Lehrerausbildung: Der einstudierte Praxisschock

Leander Baerenz via Getty Images

Wer Lehrer werden will, dem wird oft schon im ersten Semester mit der Schule gedroht. Nicht „graue Theorie" sollen Studierende pauken, sondern „praxisnah" funktionieren. Statt ständig neuer Kompetenzen bräuchten engagierte Lehrer wieder ein Recht auf berufliche Souveränität.

Klagelieder über die angeblich geringe Praxisnähe der Lehrerausbildung sind wohl so alt wie die Schule selbst; und das nicht zuletzt in Deutschland. Mit allerlei Reformen wird immer wieder aufs Neue mehr Verzahnung zwischen Universität und Schule beschworen. Höhere Qualität und stetige Optimierung sowieso. Kein Jahr vergeht ohne neue Vorschläge, den Lehrernachwuchs noch ein Stück „praxisnäher" zu qualifizieren.

An vielen Universitäten gehört es zum guten Ton, angehende Lehramtler als geradezu defizitär veranlagte Spezies zu betrachten. Aus Sicht der Schulen erscheinen die Nachwuchskandidaten oft als typische Vertreter des Elfenbeinturms. Die Zahl an Klischees über Lehrer ist nicht nur in der Universität Legion. Und bedrohliche Zukunftsprognosen konditionieren den Nachwuchs von Anbeginn. Bereits in den ersten Semestern ist vielen klar, sich für eine Tätigkeit zu qualifizieren, die man ihnen andauernd wie eine völlige ferne Welt präsentiert.

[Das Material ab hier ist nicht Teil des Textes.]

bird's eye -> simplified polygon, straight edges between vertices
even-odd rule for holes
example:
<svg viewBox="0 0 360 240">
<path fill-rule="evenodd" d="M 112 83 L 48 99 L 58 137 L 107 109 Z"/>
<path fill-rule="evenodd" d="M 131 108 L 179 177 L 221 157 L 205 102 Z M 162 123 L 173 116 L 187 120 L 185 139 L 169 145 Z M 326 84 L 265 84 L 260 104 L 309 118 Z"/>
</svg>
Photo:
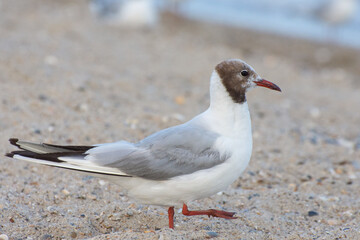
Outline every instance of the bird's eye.
<svg viewBox="0 0 360 240">
<path fill-rule="evenodd" d="M 248 72 L 247 70 L 242 70 L 242 71 L 240 72 L 240 74 L 241 74 L 241 76 L 246 77 L 247 75 L 249 75 L 249 72 Z"/>
</svg>

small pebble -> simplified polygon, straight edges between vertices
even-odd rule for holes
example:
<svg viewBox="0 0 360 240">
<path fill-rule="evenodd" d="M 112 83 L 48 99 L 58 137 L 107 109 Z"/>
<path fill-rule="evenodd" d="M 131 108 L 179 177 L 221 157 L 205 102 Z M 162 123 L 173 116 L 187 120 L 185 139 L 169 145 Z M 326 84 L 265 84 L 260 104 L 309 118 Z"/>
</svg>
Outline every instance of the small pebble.
<svg viewBox="0 0 360 240">
<path fill-rule="evenodd" d="M 76 232 L 71 232 L 71 233 L 70 233 L 70 237 L 71 237 L 71 238 L 76 238 L 76 237 L 77 237 L 77 233 L 76 233 Z"/>
<path fill-rule="evenodd" d="M 207 232 L 207 235 L 209 235 L 209 237 L 211 238 L 219 236 L 219 234 L 217 234 L 216 232 Z"/>
<path fill-rule="evenodd" d="M 133 216 L 134 215 L 134 212 L 132 211 L 132 210 L 128 210 L 127 212 L 126 212 L 126 216 L 128 216 L 128 217 L 131 217 L 131 216 Z"/>
<path fill-rule="evenodd" d="M 5 234 L 0 235 L 0 240 L 9 240 L 9 237 Z"/>
<path fill-rule="evenodd" d="M 61 190 L 61 193 L 66 195 L 66 196 L 70 195 L 70 192 L 68 190 L 66 190 L 66 189 Z"/>
<path fill-rule="evenodd" d="M 53 236 L 51 234 L 44 234 L 41 239 L 42 240 L 49 240 L 49 239 L 52 239 L 52 238 L 53 238 Z"/>
<path fill-rule="evenodd" d="M 336 219 L 329 219 L 326 221 L 330 226 L 338 225 L 340 222 Z"/>
<path fill-rule="evenodd" d="M 319 213 L 317 213 L 317 212 L 315 212 L 315 211 L 309 211 L 309 212 L 308 212 L 308 216 L 309 216 L 309 217 L 314 217 L 314 216 L 317 216 L 317 215 L 319 215 Z"/>
<path fill-rule="evenodd" d="M 55 66 L 59 63 L 59 59 L 53 55 L 48 55 L 44 59 L 45 64 Z"/>
<path fill-rule="evenodd" d="M 184 96 L 176 96 L 175 97 L 175 102 L 178 105 L 183 105 L 185 103 L 185 98 Z"/>
</svg>

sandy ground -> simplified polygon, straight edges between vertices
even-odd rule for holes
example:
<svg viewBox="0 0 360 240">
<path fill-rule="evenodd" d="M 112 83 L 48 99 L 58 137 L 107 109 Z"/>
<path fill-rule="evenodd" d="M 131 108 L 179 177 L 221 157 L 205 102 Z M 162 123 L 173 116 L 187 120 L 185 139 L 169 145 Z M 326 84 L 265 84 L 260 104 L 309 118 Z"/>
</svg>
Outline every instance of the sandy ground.
<svg viewBox="0 0 360 240">
<path fill-rule="evenodd" d="M 146 206 L 106 181 L 0 157 L 0 234 L 10 239 L 360 239 L 360 57 L 352 49 L 164 15 L 103 25 L 86 1 L 0 1 L 0 153 L 7 139 L 136 141 L 208 106 L 209 76 L 241 58 L 282 94 L 248 94 L 254 151 L 243 175 L 190 209 Z"/>
</svg>

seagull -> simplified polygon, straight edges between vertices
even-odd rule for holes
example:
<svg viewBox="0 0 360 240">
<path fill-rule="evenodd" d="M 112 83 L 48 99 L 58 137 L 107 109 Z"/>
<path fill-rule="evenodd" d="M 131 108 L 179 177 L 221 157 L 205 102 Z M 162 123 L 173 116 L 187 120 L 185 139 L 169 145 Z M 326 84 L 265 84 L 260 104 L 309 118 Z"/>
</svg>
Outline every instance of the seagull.
<svg viewBox="0 0 360 240">
<path fill-rule="evenodd" d="M 210 78 L 210 106 L 190 121 L 143 140 L 92 146 L 37 144 L 11 138 L 20 150 L 6 156 L 95 175 L 120 185 L 144 204 L 174 207 L 186 216 L 235 219 L 235 212 L 191 211 L 187 203 L 224 191 L 247 167 L 252 133 L 246 92 L 254 87 L 280 91 L 240 59 L 216 65 Z"/>
</svg>

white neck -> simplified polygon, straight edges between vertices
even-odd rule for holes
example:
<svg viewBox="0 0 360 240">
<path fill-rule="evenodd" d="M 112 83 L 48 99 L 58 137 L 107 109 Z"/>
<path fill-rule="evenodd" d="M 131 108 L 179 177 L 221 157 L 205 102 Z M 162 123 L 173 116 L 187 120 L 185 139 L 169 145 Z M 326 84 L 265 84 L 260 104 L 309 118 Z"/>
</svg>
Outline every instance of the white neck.
<svg viewBox="0 0 360 240">
<path fill-rule="evenodd" d="M 251 120 L 247 102 L 235 103 L 216 71 L 210 80 L 210 107 L 204 113 L 209 128 L 222 135 L 237 137 L 241 132 L 251 135 Z M 240 134 L 241 135 L 241 134 Z"/>
</svg>

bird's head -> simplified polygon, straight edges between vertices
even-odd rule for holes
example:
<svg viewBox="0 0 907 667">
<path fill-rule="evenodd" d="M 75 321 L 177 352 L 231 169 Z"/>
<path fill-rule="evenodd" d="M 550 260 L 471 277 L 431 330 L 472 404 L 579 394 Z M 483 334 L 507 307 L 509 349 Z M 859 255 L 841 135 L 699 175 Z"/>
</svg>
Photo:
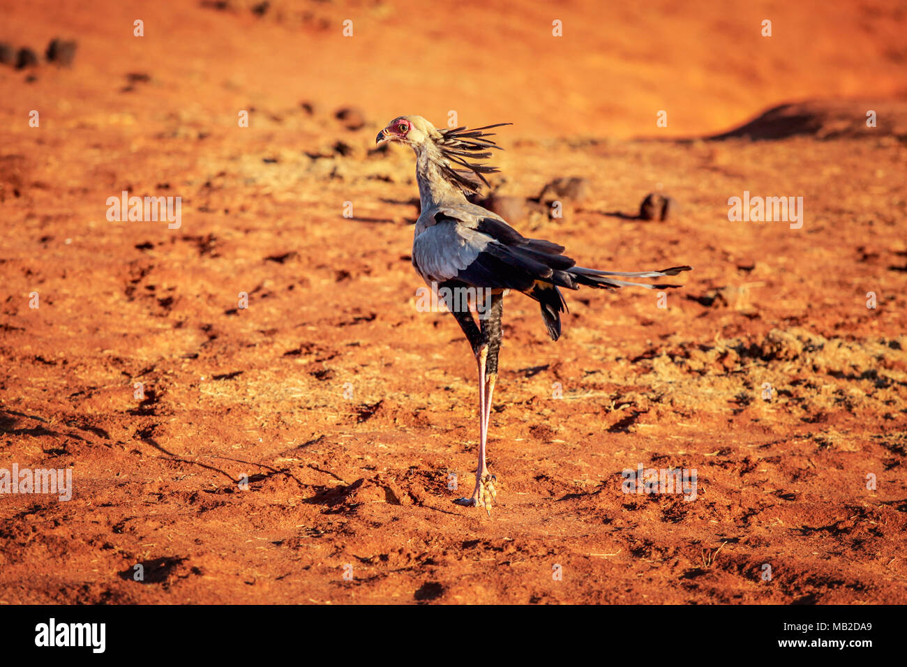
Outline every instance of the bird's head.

Kaum ein anderes Studienfeld geht mit einer derart künstlichen Dramatisierung, ja mit einem traditionellen „Schlechtreden" der zukünftigen Berufstätigkeit einher. Die ziemlich ausgeprägte Coolness in puncto Berufspraxis, wie sie etwa für BWL- und Ingenieurwesen-Studierende allzu bekannt ist, darf sich der Otto-Normal-Lehramtler nicht einmal wünschen.

Voll im Trend: Standardisierte Studierende

Das größte Problem der heutigen Lehramtsstudierenden ist ihr Mangel an Souveränität, die ihnen entweder systematisch vorenthalten oder bei Eintritt in das Studium schnell wieder aberzogen wird. Die Zeiten dafür stehen günstig. Nie war die Lehramtsausbildung derart standardisiert wie heute. Es ist auch die Zeit für das Funktionieren und Untertauchen in der gehorsamen Masse.

Gruppenarbeit gilt als das neue Wundermittel „guter" Lehramtsausbildung schlechthin. Alles, was in Gruppen erledigt werden kann, wird auch bevorzugt in Gruppenarbeit erledigt. Geistreiche Individualisten jenseits des Erwartungshorizonts einer deutschen Landesschulbehörde, verschrobene, doch sehr talentierte Einzelgänger, müssen sich demgegenüber erklären.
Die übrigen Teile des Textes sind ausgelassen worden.